Why it stays invisible in underwriting
Water stress does not arrive as a single identifiable event. What happens is a slow accumulation that looks, quarter by quarter, like ordinary operational variation. A company shifts from borewell extraction to commercial water procurement. Costs rise 8 to 10%. Management calls it temporary. A year later the borewells have not recovered and the tanker arrangement is the permanent cost structure. Water recycling infrastructure gets added to the next capex plan that did not originally budget for it.
None of this triggers a formal write-down. It aggregates into margin compression over the holding period, easy to attribute to other causes because other causes are always available. This is why the risk stays invisible in underwriting. It will not surface in the deal until the deal is already done.
The overlap problem
India's macro growth story is told in national aggregates: GDP growth, demographic dividend, domestic consumption, export opportunity. These numbers are real. They also obscure a geographic concentration problem. The places attractive for investment tend to be exactly the places where water has been extracted most aggressively over decades of growth.
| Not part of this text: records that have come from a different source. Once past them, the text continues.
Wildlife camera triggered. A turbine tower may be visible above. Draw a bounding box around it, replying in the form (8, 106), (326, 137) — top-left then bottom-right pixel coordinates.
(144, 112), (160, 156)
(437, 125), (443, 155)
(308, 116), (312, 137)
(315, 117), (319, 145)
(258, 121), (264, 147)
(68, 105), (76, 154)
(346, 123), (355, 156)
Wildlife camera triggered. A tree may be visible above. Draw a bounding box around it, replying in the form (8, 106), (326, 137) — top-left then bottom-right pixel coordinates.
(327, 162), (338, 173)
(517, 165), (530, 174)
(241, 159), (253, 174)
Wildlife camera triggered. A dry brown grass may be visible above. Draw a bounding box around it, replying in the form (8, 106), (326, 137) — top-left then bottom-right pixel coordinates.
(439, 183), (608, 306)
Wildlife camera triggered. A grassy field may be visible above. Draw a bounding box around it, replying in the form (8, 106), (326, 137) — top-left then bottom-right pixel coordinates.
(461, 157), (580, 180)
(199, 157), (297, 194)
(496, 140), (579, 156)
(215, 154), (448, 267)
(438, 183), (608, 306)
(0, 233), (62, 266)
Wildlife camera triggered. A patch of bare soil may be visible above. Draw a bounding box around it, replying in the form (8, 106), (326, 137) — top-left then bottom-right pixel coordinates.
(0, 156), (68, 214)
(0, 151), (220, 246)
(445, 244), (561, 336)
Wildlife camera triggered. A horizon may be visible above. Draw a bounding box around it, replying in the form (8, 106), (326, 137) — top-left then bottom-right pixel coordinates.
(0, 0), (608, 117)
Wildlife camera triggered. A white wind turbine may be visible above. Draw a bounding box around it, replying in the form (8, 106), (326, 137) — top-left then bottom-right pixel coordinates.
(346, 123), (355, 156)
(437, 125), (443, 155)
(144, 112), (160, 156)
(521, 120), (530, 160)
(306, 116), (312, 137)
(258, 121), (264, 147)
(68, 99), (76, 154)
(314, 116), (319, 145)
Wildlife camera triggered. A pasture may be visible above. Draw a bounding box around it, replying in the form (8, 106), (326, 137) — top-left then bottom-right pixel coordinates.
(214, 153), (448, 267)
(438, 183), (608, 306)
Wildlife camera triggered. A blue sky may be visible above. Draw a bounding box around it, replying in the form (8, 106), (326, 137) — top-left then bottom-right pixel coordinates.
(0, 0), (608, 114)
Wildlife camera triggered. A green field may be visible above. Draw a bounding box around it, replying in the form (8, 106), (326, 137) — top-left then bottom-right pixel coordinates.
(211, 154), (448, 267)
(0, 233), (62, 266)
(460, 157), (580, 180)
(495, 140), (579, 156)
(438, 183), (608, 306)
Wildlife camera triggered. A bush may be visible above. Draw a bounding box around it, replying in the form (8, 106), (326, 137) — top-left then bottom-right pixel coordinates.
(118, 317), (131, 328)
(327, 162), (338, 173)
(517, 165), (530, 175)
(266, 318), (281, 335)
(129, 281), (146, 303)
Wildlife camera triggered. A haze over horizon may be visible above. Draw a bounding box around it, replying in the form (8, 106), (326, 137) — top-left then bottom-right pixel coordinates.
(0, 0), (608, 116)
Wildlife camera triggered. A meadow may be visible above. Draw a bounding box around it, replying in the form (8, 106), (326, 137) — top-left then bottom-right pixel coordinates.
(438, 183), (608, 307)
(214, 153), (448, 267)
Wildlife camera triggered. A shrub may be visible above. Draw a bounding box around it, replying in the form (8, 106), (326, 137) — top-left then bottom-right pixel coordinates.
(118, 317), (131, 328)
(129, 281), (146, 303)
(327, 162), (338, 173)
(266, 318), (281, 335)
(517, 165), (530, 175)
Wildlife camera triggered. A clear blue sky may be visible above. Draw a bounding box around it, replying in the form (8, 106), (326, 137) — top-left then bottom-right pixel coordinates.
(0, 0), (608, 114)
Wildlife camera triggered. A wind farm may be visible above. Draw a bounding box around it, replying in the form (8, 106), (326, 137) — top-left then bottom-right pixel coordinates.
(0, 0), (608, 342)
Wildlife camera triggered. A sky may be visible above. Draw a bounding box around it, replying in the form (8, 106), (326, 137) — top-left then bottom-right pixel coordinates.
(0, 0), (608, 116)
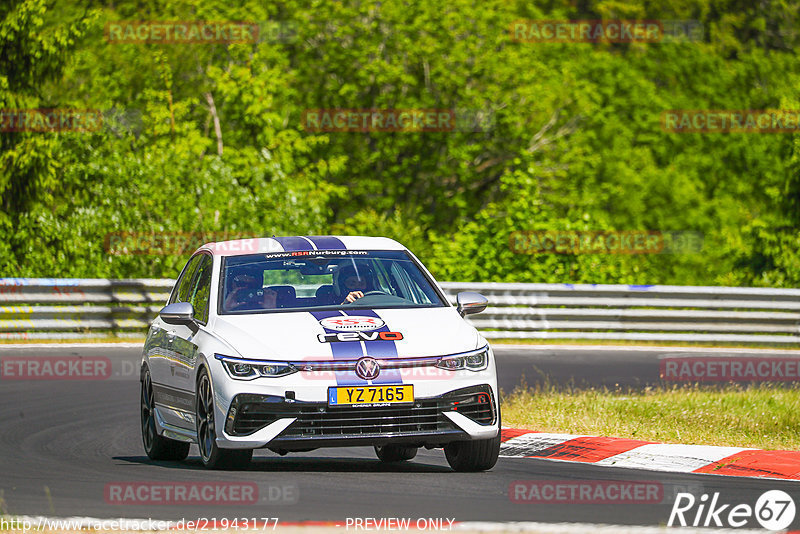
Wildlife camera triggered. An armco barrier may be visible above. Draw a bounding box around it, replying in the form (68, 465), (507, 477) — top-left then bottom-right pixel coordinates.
(0, 278), (800, 345)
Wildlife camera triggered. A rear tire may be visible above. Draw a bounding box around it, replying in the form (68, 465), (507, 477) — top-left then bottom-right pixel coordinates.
(195, 369), (253, 469)
(375, 445), (417, 463)
(141, 370), (191, 462)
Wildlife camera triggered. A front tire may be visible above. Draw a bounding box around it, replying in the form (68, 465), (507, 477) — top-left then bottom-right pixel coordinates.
(141, 370), (190, 462)
(195, 369), (253, 469)
(375, 445), (417, 463)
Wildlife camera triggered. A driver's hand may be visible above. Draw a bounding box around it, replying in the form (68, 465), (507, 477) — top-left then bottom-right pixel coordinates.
(344, 291), (364, 302)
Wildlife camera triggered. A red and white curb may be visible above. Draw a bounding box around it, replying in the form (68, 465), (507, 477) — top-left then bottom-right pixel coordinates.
(500, 428), (800, 480)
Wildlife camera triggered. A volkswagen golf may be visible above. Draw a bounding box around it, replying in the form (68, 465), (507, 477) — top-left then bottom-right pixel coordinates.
(141, 236), (500, 471)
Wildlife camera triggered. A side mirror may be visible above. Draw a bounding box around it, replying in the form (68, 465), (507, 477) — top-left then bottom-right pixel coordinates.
(456, 291), (489, 317)
(158, 302), (194, 326)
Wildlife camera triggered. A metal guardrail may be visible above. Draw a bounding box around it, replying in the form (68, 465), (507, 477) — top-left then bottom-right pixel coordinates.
(0, 278), (800, 345)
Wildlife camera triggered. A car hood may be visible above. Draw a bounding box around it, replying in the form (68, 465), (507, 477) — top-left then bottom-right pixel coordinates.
(213, 307), (481, 360)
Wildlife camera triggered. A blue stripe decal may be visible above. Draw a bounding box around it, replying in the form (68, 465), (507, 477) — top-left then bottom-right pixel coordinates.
(310, 311), (367, 386)
(306, 235), (347, 250)
(345, 310), (403, 384)
(272, 237), (312, 252)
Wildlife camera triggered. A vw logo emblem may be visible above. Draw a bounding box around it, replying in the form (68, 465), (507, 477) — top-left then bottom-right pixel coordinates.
(356, 358), (381, 380)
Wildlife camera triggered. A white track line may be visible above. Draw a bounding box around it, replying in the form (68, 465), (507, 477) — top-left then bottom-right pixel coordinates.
(594, 443), (754, 473)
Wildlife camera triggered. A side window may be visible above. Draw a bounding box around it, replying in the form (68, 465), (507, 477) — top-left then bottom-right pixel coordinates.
(169, 254), (200, 304)
(189, 254), (214, 324)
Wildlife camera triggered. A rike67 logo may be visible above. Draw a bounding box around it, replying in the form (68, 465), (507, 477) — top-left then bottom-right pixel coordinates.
(667, 490), (795, 530)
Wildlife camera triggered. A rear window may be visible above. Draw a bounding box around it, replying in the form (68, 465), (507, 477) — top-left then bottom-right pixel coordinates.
(219, 250), (447, 314)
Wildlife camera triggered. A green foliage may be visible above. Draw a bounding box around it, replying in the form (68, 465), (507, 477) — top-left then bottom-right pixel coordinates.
(0, 0), (800, 287)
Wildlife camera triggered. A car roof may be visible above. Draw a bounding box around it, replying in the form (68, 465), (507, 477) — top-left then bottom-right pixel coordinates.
(197, 235), (406, 256)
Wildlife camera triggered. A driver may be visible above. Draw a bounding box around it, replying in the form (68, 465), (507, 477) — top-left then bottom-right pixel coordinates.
(336, 263), (376, 304)
(224, 274), (278, 311)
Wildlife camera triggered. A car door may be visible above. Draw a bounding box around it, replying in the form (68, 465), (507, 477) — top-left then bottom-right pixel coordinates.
(148, 253), (205, 429)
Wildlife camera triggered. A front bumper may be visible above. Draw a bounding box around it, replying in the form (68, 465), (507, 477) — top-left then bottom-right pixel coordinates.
(217, 384), (499, 451)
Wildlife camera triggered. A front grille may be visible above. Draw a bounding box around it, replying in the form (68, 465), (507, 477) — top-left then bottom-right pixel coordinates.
(283, 400), (455, 438)
(225, 385), (495, 438)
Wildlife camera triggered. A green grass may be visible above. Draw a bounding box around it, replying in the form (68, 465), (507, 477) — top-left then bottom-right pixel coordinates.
(502, 385), (800, 450)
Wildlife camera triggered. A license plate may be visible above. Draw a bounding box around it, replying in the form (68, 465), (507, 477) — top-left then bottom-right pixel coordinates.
(328, 384), (414, 407)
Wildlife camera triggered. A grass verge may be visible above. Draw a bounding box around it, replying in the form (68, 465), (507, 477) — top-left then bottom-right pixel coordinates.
(502, 385), (800, 450)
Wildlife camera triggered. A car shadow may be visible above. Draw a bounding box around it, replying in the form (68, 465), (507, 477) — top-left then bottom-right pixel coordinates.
(113, 456), (453, 473)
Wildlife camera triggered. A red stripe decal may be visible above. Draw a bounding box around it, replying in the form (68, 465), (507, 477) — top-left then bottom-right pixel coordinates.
(694, 450), (800, 479)
(530, 437), (653, 462)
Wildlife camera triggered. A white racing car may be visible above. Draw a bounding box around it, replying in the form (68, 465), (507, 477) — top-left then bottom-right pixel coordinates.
(141, 236), (500, 471)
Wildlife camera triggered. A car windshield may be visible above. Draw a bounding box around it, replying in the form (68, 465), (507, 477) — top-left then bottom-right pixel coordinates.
(219, 250), (447, 313)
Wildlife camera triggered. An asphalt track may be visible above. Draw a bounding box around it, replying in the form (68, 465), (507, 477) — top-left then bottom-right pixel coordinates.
(0, 346), (800, 528)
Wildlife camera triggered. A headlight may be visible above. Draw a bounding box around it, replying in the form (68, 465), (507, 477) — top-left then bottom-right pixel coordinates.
(216, 354), (297, 380)
(436, 349), (489, 371)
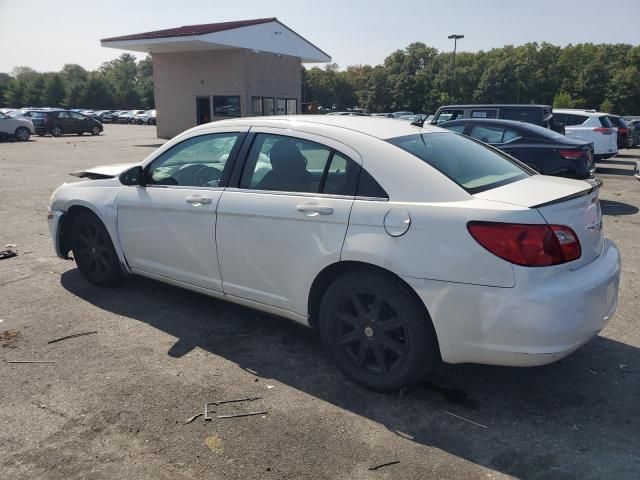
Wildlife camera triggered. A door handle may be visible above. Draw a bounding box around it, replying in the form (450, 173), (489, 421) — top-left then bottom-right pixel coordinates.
(184, 195), (211, 207)
(296, 203), (333, 217)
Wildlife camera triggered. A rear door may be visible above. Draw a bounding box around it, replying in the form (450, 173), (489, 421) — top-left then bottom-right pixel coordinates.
(216, 128), (361, 315)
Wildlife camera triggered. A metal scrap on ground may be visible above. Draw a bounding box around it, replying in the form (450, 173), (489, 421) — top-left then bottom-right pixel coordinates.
(0, 250), (18, 260)
(369, 460), (400, 470)
(47, 332), (98, 344)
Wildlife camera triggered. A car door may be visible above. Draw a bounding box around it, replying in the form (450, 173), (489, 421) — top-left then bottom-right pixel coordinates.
(216, 128), (361, 316)
(117, 127), (248, 292)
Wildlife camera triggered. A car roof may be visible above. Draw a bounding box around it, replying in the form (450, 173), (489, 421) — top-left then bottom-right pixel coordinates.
(440, 103), (551, 108)
(194, 115), (448, 140)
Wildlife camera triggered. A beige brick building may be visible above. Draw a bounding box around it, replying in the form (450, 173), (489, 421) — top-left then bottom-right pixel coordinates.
(102, 18), (331, 138)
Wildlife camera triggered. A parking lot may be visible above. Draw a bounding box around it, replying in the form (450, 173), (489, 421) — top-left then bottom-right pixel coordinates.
(0, 125), (640, 479)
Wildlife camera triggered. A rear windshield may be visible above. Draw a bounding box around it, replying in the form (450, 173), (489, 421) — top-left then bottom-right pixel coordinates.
(388, 132), (532, 194)
(598, 115), (613, 128)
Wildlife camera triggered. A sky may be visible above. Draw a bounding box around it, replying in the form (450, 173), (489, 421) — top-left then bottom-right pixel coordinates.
(0, 0), (640, 72)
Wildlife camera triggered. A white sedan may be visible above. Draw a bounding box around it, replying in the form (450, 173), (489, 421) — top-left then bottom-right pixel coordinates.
(49, 116), (620, 391)
(0, 112), (35, 142)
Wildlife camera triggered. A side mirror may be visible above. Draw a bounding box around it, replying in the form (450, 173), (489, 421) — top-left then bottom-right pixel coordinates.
(120, 166), (144, 185)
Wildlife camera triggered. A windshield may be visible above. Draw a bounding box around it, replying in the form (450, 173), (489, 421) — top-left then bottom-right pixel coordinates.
(389, 133), (532, 194)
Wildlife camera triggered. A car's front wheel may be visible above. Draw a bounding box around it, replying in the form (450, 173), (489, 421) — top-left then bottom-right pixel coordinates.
(319, 270), (439, 392)
(16, 127), (31, 142)
(71, 212), (122, 287)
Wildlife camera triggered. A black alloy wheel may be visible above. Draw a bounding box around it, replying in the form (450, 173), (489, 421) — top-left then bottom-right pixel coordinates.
(71, 212), (122, 287)
(320, 272), (439, 391)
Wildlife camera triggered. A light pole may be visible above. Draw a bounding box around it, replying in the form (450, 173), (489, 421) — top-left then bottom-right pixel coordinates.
(447, 33), (464, 101)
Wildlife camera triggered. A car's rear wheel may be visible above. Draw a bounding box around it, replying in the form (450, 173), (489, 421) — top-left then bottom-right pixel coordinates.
(71, 212), (122, 287)
(319, 271), (439, 391)
(16, 127), (31, 142)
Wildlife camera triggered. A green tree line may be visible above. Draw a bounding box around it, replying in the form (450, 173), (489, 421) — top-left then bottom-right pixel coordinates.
(0, 53), (154, 110)
(303, 42), (640, 115)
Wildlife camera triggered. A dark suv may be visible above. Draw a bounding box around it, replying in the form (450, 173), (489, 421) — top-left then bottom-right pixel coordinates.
(607, 115), (633, 149)
(32, 110), (103, 137)
(431, 104), (564, 135)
Karnataka has no net groundwater available for future use in its most productive districts. Punjab has been classified as critically over-exploited for over a decade. Tamil Nadu, Haryana, and large parts of Rajasthan and Uttar Pradesh are in the same category.
Estimates of the long-run GDP impact from water scarcity range from 6% to over 14% by 2050. The range is too wide to treat as precise. The direction is not in dispute.
The policy lag problem
The obvious counterargument is that policy responds to crises, that India has a Jal Shakti Ministry, that desalination and recycling technology is improving. Probably true over a long enough horizon. Not a reassuring argument for capital allocated in 2026 on a five-to-seven-year hold.
The Karnataka sequence is the illustration. A 2022 policy promising uninterrupted water with no contingency clause. A 2026 assembly statement walking back the premise. Capital committed in between, based on the 2022 signals. The governance response lagged deployment by four years, arrived as an informal statement, and is binding on nothing. That is roughly how regulatory responses to resource constraints work: reactive, slower than the capital that precedes them, triggered by consequences already visible.
A five-year horizon from 2026 exits around 2031. The water data for that period is not a speculative forecast. It is the forward projection of trends measurable today.
The point
I grew up in Rajasthan. Water scarcity there is not an environmental concern in the abstract. It is a daily logistics problem. The idea that sophisticated capital allocation frameworks are underwriting multi-year holds in water-stressed geographies without a water line in the model is, from that vantage point, genuinely strange.
This is not an argument against investing in India. The market size is real, the growth runway is real, and the digital infrastructure buildout has no parallel in comparable economies at this stage. The geographic and sectoral overlap between where capital is going and where water stress is most acute is not being modelled. That gap will close, either because someone starts modelling it proactively or because the operating cost data makes it impossible to ignore.
Three dams hit zero storage in May 2026. The data centres in Devanahalli are becoming operational the same year. At some point those two facts need to appear in the same analysis.